A mix-up by the City of Nanaimo has put a number of homeowners in an odd situation and left a local businesswoman stuck in the middle. Nivia Alfaro has been operating Little Garden Family Child Care from the comfort of her home on 649 Howard Ave., located between Regal Street and Sixth Street, for decades. When facing Alfaro’s home, the houses to the left are all odd numbered and increase southbound as intended. Last year, a new subdivision was constructed on Howard Avenue between Regal Street and Sandy Court, resulting in homes to the right of Alfaro’s house.That wouldn’t be a problem for Alfaro, except that the closest house to hers in the new subdivision is numbered 651, leaving the daycare operator stuck in the middle of two houses with higher numbers.“People have been asking me,” Alfaro said. “They are looking for the address and they see that both ways [on Howard Avenue] are increasing.”It was only about a month ago that Alfaro learned about the address mixed up, after people pointed it out to her.
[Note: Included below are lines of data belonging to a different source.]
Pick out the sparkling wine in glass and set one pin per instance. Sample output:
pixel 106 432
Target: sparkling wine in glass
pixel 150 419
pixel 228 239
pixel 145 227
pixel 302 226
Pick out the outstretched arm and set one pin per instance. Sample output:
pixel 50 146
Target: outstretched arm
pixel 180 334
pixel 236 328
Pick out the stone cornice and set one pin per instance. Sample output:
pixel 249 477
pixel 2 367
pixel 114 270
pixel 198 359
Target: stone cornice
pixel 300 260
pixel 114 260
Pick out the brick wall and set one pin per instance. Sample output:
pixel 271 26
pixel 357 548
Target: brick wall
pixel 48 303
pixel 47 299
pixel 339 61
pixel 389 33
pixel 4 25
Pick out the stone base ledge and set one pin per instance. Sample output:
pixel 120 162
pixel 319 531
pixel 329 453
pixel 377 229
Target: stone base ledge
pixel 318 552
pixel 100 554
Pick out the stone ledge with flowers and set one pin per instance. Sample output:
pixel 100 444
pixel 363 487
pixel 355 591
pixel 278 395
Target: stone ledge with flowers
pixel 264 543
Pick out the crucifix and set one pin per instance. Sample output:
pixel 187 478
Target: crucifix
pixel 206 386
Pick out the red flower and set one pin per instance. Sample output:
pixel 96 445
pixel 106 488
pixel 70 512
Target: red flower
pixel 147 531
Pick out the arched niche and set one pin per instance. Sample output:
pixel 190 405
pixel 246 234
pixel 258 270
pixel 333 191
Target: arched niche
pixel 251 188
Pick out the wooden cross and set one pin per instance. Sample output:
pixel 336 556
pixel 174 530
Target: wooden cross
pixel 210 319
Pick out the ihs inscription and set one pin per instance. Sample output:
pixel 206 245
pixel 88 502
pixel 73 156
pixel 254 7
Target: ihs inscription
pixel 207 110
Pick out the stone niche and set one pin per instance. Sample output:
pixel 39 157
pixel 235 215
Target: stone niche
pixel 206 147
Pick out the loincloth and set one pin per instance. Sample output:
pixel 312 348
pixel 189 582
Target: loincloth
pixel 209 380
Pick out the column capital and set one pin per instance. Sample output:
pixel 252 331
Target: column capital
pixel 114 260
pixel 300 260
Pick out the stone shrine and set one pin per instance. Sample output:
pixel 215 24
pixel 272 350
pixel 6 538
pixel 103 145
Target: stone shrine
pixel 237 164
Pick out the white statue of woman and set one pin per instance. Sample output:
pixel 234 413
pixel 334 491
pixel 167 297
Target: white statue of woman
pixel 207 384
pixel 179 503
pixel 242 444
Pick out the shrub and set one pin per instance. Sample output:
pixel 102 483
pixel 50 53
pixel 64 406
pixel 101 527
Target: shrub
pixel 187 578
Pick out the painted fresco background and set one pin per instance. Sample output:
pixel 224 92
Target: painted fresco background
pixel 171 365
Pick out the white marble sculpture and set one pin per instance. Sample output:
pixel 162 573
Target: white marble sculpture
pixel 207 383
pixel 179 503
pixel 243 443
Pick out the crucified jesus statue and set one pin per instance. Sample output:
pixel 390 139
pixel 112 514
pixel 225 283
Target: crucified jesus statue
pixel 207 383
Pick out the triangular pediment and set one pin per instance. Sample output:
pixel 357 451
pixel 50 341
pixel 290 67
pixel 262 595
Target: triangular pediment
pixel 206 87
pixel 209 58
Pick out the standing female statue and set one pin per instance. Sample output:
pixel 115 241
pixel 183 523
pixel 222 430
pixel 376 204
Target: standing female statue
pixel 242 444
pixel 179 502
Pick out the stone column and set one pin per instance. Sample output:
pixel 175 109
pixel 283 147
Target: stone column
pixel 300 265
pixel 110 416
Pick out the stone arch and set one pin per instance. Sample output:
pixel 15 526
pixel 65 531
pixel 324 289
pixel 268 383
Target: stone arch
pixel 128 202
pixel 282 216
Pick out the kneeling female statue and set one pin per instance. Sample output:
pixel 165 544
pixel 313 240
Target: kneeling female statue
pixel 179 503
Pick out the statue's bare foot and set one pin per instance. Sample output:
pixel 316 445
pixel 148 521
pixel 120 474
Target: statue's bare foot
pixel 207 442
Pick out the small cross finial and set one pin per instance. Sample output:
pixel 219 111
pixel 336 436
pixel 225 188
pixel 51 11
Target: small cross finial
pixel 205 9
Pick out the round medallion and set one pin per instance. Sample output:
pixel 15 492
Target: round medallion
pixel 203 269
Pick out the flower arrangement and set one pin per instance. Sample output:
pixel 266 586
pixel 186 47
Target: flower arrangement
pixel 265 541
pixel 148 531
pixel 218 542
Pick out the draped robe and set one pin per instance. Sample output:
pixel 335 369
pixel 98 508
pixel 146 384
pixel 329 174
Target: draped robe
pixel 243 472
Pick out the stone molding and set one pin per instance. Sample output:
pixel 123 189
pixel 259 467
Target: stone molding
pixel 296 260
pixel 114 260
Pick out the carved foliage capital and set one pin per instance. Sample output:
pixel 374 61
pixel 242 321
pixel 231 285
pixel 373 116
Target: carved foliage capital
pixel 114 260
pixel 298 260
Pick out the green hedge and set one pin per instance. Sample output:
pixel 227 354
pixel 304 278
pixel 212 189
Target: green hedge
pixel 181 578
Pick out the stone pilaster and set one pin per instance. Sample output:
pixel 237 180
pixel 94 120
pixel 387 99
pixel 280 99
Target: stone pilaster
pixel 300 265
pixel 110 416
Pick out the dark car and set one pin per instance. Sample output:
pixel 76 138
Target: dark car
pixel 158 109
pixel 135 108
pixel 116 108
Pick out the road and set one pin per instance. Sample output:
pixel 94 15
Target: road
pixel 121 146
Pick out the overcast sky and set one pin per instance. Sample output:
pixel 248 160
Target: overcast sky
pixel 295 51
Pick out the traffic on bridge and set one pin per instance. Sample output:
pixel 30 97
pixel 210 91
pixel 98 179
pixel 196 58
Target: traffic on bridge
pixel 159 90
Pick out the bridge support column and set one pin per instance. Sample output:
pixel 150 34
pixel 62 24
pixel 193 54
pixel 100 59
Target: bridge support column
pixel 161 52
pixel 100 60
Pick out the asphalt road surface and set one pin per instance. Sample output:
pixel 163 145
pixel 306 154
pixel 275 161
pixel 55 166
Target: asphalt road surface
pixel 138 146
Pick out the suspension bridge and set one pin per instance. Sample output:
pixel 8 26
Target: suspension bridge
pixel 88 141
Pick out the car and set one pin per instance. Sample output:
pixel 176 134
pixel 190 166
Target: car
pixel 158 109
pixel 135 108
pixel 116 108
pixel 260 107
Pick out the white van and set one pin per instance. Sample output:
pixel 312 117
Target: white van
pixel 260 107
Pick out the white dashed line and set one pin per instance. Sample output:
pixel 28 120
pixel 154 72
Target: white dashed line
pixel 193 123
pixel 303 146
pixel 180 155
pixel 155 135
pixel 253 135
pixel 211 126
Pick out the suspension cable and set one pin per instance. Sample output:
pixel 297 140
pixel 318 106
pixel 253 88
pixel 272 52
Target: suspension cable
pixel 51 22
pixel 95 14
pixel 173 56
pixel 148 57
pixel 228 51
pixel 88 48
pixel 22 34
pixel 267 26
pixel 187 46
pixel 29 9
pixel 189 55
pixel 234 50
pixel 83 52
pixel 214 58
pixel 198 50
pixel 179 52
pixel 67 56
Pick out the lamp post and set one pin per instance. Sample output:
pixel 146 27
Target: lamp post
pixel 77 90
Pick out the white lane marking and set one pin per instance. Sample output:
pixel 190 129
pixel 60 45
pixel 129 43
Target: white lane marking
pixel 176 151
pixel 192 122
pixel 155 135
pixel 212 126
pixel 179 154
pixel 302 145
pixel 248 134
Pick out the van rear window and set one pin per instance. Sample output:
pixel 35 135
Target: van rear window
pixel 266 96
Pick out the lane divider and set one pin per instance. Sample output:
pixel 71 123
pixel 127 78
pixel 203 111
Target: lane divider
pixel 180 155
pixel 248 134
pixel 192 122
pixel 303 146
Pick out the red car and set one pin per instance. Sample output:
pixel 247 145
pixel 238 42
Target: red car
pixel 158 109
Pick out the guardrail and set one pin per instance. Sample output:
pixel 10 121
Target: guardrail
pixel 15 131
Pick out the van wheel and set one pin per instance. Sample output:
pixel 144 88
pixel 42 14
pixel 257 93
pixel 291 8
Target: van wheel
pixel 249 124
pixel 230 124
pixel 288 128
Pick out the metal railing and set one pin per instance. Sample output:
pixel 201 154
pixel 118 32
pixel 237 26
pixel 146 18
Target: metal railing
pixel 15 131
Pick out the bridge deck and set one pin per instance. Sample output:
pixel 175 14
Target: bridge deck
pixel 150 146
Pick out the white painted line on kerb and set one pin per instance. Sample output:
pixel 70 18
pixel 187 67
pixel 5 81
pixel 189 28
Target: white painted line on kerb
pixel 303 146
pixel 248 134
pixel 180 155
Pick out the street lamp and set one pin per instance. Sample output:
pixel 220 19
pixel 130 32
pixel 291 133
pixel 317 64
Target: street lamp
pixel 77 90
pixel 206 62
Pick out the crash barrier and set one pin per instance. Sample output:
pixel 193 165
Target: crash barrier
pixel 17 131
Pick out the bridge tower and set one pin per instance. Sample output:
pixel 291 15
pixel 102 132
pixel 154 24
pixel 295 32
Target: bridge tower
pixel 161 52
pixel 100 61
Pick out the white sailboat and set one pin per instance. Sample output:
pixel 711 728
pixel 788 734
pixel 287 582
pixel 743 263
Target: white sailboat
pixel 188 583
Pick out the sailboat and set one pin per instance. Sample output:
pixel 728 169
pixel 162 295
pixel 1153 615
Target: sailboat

That’s when Alfaro reached out to the City of Nanaimo for solution, who, she said, offered her $500 in compensation if she would agree to have her address changed.
Alfaro turned down the offer because it would cost her her family far more money to change everything including personal identification, credit cards, business licences and land titles.
Carla Burgmann, real estate clerk for the City of Nanaimo, told the News Bulletin that the daycare owner will get to keep her address.
“Our first approach was to remedy the situation and offer her compensation under our bylaw to do,” Burgmann said. “She didn’t want to because of the effect that it would have on her business so we said that is fine.”
She said the address mix-up is nothing more than human error and her department is working on an alternate plan that would see the residents of the new subdivision assigned new sequential addresses.
Whenever a brand new residential subdivision is planned in Nanaimo, the city’s subdivision department reviews the plans proposed by the developer. Following the approval by a subdivision approving officer, the department will then assign the development a block of addresses.
Burgmann said letters were sent out last Friday to homeowners in the subdivision, informing them about the mix-up in addresses and the city’s intention to correct the issue.
“We have contacted them and sent them a letter to let them know that we are out of sequence and have offered them the compensation money that is allowable under the bylaw and we are going to go from there,” she said.Alfaro has had people ask her about the addresses on Howard, but she said she is happy that her address won’t be changing.
“I am happy … Everything is fixed for me,” she said.